A reason to celebrate



The house is quiet as the snow falls outside my window. The world is awash with white, hushed and still. Branches bend under the weight of the wet snow; there are no cars passing by on the street. Ryan took the kids sledding and Hazel is curled up and sleeping on the couch after a romp through the fresh snow.

My Mom and Dad left yesterday for their annual month-long stay in California, just escaping the snow storm. It was this same weekend last year, the day after my parents left, that my brother’s house caught fire.

It was just after midnight on Saturday night and my brother, sister-in-law and their three kids were all sleeping in their second floor bedrooms. The fire started in the basement. My sister-in-law woke to the scream of the smoke alarm in their bedroom.
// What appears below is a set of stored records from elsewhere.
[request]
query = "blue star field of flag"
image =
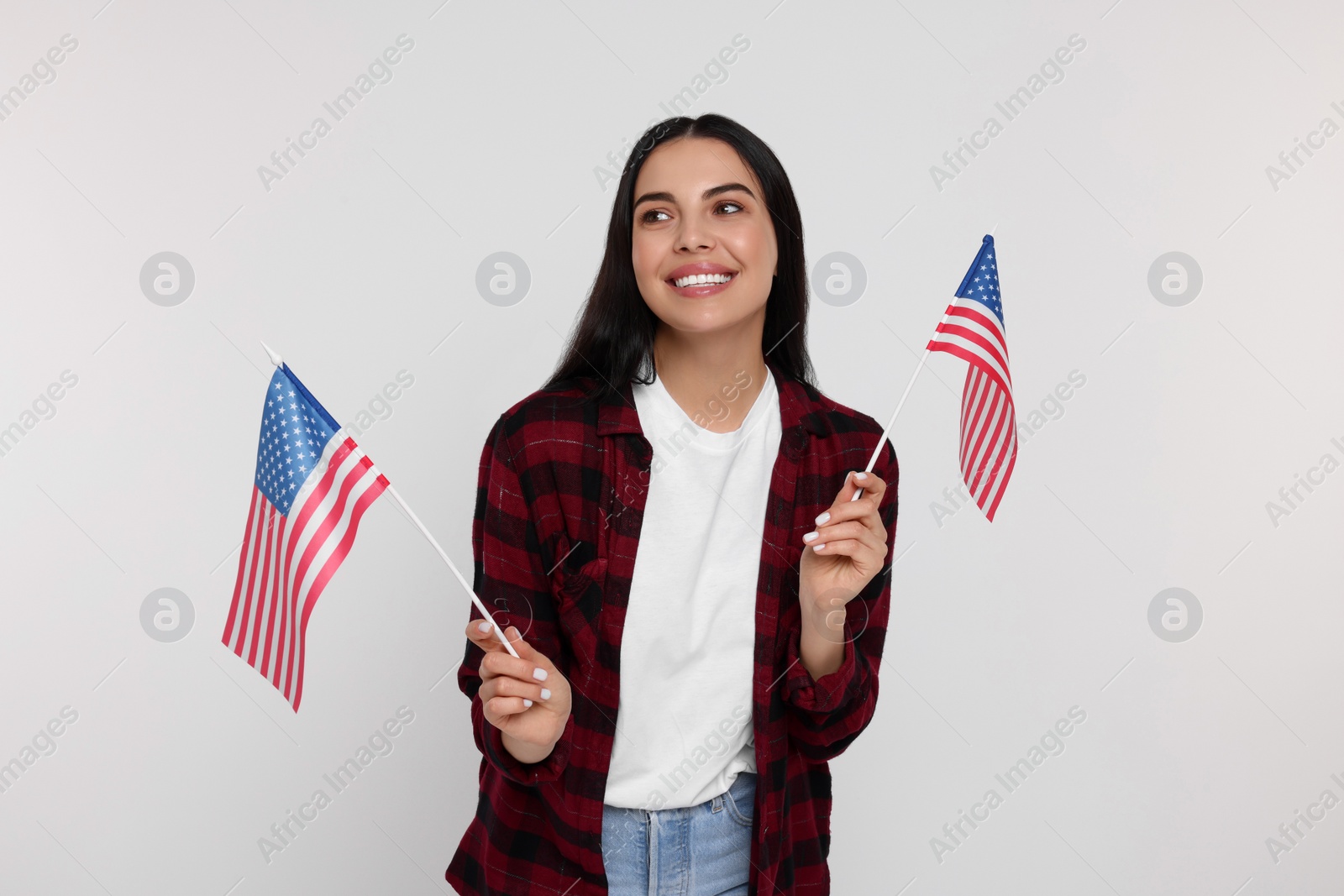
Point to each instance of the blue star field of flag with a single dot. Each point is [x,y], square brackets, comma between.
[293,434]
[981,281]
They opened the bedroom door to find smoke waist high in the upstairs hallway. After going half-way down the stairs and glimpsing flames through the floor grate in the kitchen, my brother ran back upstairs to get everyone out of the house. He bumped up against the wall at the top of the stairs and it was hot to the touch. The fire had been burning a long time. Not long after they rushed out the front door wearing only what they wore to bed, the main floor collapsed into the basement.
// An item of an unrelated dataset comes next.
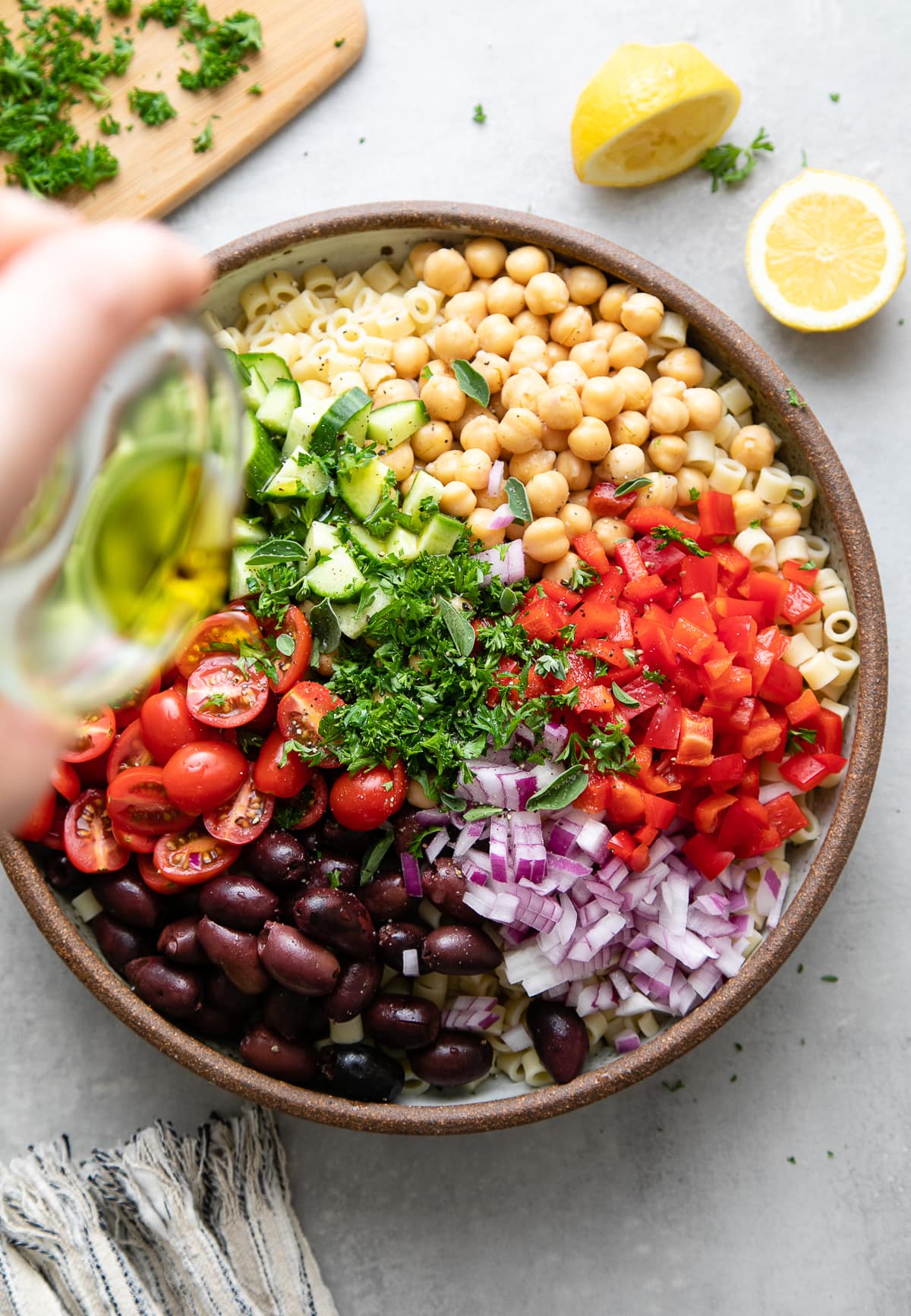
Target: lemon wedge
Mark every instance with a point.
(648, 113)
(826, 252)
They lost everything - their family home, all their furniture, pictures, clothes; a cat and a pair of hamsters were never found.

I didn't see the house myself, never made it out there after the fire. But I saw pictures and the image of the house ablaze is seared in my memory. The beautiful home that they designed and built themselves 13 years ago lit up the night sky like a giant torch. It continued to burn all night and through the next day, from the basement up to the second floor, from the center out to the ends. The smell of smoke was overpowering when I finally saw my brother the next day and could give him a hug. He smelled like a chimney, like he’d bathed in smoke. He was dazed and exhausted, up all night living a nightmare. Firefighters fought the fire for over 12 hours, dumping hundreds of gallons of water on the house to no avail. Once the smoke cleared, only a shell of the house remained. 


Somehow the firefighters retrieved my sister-in-law’s wedding ring from their upstairs bathroom. They were able to push my brother’s truck out of the garage and it only had minor smoke damage. Dodge, their golden retriever-lab mix, was spooked by the fire, but safe. The kids spent several hours in the back of a police car watching their house burn until they could get to my parent’s house 20 minutes away. They never did find out what caused the fire, and now that every trace of the old house is gone, we’ll never know.

The next day my sister and I took our niece and nephews to buy the most basic things - shirts, socks, underwear. My 10-year-old nephew needed shoes - he went out the door barefoot in the middle of a freezing cold January night. My oldest nephew needed basketball shoes to go to his high school practice the next day, my niece needed clothes to wear to cheer practice. Winter coats, shampoo, tooth brushes. They lost their phones and couldn’t call their friends - and yet I never heard them complain, never heard them say why me? They were so incredibly brave beyond their years.

I wasn’t there when the fire happened and it wasn’t my home, but I've felt the loss in a big way. I came too close to losing five people I love very much. And I mourned the loss of their home - a place that came to mean something to me for all the time we spent there celebrating family birthdays and holidays. I remember how exciting it was when they were first building the house, the times I babysat for them there before I was married, and how my children loved the adventures that came with visiting their cousins.

Theirs was a home in the best possible sense, full of the marks and memories of family. My sister-in-law adorned the house with big and small pieces she found in the West Bottoms and brought back to life, art she and the kids made, treasures from her family’s farm. There was a piece of an old windmill from the farm on one wall, and black and white photographs she took of the kids jumping across hay bales on another. A huge school room black board leaned against the living room wall where it cheerfully announced the latest family celebration. A crowd was always welcome. Gatherings were unfussy, noisy, never ordinary. As someone who grew up in the same house my father and his father grew up in, where three generations of children's heights are marked on a bedroom closet wall - I can't imagine losing all the reminders of my childhood.


But we have many reasons to celebrate the anniversary of the fire, to recognize all that was not lost. Terrible things happen in life and we endure. Facing adversity makes us stronger. If we're lucky, a traumatic event teaches us something. In this case the lesson is simple - people matter, stuff is replaceable. My brother and his family made it through and have a story to tell. I wish the fire had never happened, but I’m so incredibly grateful for the ending we got.

Family, friends and an amazing local community have supported my brother's family over the past year. Starting over from scratch is incredibly stressful, tedious, and exhausting. My brother and his wife chose to see it as a chance to hit refresh - to improve the home layout to work better for their now teenage kids, to slowly curate a new wardrobe just so, and add a bigger deck in back for drawn-out Sunday barbecues. The rest of us followed their lead and never looked back. 

Construction will be done in a few short months. Their new home, built on the same firm ground as the old one, will always be a reminder of what matters. And soon it will be filled with noise and laughter and people - and we will celebrate, just because.